John R. Milton wrote back, saying "Mourner" was the best whiteboy-and-Indian story he'd ever seen and he would print it. Matter of fact, he liked it so much he reprinted it twice, once in a big anthology, The Literature of South Dakota (1976), and again in the twenty-fifth anniversary issue of SDR. Milton (1924-1995) had founded the magazine in 1963 to show "vertical" New York that there was life and art out on the "horizontal" prairies. And with very little money from the university and only a couple of students to help him assemble it, he sent it off into a mainly uncaring world four times a year.

After that, John printed most of the poems and stories I sent him. I didn't send a lot. By 1970 I'd turned the corner as a writer from small-time paperbacks to big-time hardcovers, and novelizing used up most of my hours at the keyboard. When John accepted anything of mine, I felt proud and happy. He was a shrewd, sensitive editor. And a true friend. We connected. Other writers have said the same. He cared deeply about the art and imperatives of writing and also about those of us who worked at it. When cancer, earthquake, the death of my wife combined to knock me around in the early nineties, he wrote me wise, strong, supportive letters.

So it saddened me when his spirits flagged, and he'd lament that he'd wasted his life editing the magazine and teaching in classrooms when he should have been writing his own stuff.

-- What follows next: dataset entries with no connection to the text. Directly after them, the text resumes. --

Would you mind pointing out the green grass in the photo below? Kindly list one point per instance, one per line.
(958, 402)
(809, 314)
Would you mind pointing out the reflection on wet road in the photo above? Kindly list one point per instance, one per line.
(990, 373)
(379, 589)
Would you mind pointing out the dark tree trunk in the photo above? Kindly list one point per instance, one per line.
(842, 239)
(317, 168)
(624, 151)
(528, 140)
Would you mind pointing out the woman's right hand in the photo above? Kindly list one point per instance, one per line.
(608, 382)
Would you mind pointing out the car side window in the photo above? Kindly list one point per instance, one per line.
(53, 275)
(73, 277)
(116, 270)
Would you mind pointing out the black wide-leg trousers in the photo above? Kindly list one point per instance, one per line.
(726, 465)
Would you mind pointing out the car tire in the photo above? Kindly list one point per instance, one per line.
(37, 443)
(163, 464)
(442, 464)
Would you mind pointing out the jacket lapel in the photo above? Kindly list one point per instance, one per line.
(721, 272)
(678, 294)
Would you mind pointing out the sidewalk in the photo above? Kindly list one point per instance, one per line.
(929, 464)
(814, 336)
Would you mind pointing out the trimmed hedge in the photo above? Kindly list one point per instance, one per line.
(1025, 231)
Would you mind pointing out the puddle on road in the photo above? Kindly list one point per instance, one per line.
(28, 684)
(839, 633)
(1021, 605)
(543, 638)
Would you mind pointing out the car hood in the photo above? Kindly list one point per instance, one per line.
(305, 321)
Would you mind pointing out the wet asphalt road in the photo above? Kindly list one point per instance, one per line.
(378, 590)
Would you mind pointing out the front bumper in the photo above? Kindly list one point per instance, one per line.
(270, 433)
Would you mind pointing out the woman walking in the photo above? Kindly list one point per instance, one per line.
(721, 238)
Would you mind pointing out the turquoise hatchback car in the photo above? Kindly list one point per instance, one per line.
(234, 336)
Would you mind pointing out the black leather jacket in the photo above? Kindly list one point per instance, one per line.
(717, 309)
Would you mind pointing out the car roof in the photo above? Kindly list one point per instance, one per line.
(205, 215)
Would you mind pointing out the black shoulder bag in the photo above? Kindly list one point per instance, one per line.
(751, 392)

The file of South Dakota Review back-issues, each with his taste and intelligence stamped on every page, will last as long as libraries stand. As to teaching, not everyone can do it. Not everyone should, but on the evidence of his gifts not only as editor but as writer (five books of poems, an arresting novel, and some splendid stories), I'd say he must have been a great teacher.

To leave behind a shelf of honest books is, I hope, a respectable legacy. But books can't cry out "Read me!" And books unread are merely ink on paper. The uncommon lucky youngsters in John Milton's classroom form a living, breathing, breeding, writing, maybe even teaching legacy, which, whether he thought so or not, figures to be uncommon lucky for the world to come.